Why might the latter point be relevant at GE?
In 1999 after working for a competitor of GE, Comdisco Healthcare Group, who among other business aspects reconditioned and resold capital equipment such as CT scanners, I wrote this in an essay on "what medical informatics is not":
... I've noted a number of large vendors and even national medical organizations whose so-called "Medical Informatics Directors" had neither clinical backgrounds nor training in medical informatics (nor in information science of any kind). MIS managers, social workers, and clinicians with no more experience than some tinkering with a home Macintosh can be found as "Directors of Medical Informatics" in the (unfortunately) unregulated healthcare IT industry.

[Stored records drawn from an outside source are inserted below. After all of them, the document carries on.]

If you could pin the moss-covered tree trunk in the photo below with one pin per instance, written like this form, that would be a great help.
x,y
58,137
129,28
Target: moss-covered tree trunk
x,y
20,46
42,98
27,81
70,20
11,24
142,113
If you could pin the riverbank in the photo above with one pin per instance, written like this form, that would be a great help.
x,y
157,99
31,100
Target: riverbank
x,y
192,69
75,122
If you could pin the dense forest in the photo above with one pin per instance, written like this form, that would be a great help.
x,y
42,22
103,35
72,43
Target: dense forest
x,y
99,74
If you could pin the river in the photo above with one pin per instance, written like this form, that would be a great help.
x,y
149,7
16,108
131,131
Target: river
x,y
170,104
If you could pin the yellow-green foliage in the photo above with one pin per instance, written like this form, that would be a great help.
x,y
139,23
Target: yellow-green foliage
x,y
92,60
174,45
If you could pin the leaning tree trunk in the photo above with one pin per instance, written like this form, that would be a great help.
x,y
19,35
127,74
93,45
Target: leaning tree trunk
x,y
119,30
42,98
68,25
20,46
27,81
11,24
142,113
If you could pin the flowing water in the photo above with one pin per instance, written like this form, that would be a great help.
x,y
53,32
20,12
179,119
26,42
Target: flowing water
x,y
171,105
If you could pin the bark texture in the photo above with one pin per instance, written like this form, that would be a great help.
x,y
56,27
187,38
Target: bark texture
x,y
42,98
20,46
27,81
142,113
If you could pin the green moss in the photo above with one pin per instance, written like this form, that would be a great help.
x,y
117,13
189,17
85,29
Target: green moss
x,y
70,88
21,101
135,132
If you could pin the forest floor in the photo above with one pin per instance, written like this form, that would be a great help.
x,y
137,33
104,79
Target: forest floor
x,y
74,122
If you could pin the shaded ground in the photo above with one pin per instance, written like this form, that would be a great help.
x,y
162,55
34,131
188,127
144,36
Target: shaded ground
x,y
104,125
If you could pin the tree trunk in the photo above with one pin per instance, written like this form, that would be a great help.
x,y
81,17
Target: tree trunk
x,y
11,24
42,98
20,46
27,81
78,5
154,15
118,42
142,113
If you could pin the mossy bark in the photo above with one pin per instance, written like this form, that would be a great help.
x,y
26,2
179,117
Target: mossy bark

Sometimes the term is used as a sales slogan. General Electric displayed a huge banner over their booth proclaiming themselves "the world leader in Radiology Informatics" at the 1999 Radiological Society of North America (RSNA) conference in Chicago. Unfortunately, nobody present, including sales, management, and engineering representatives, could explain to me what that term meant. They actually said they did not know. I had only identified myself as a physician at that point, not as a medical informatics professional, and expressed incredulity on nobody being able to explain the banner to me. Under pressure, one GE engineer offered the statement "I think it has something to do with computers attached to our x-ray machines."
It's now 2010. It seems GE still may not know what Medical Informatics is.
Handing busy clinical end users a revolver with a single bullet in the chamber, and asking them to play Russian Roulette under busy circumstances with a warning to "check the chamber carefully each time before you pull the trigger", is simply unacceptable for computerized medical device design.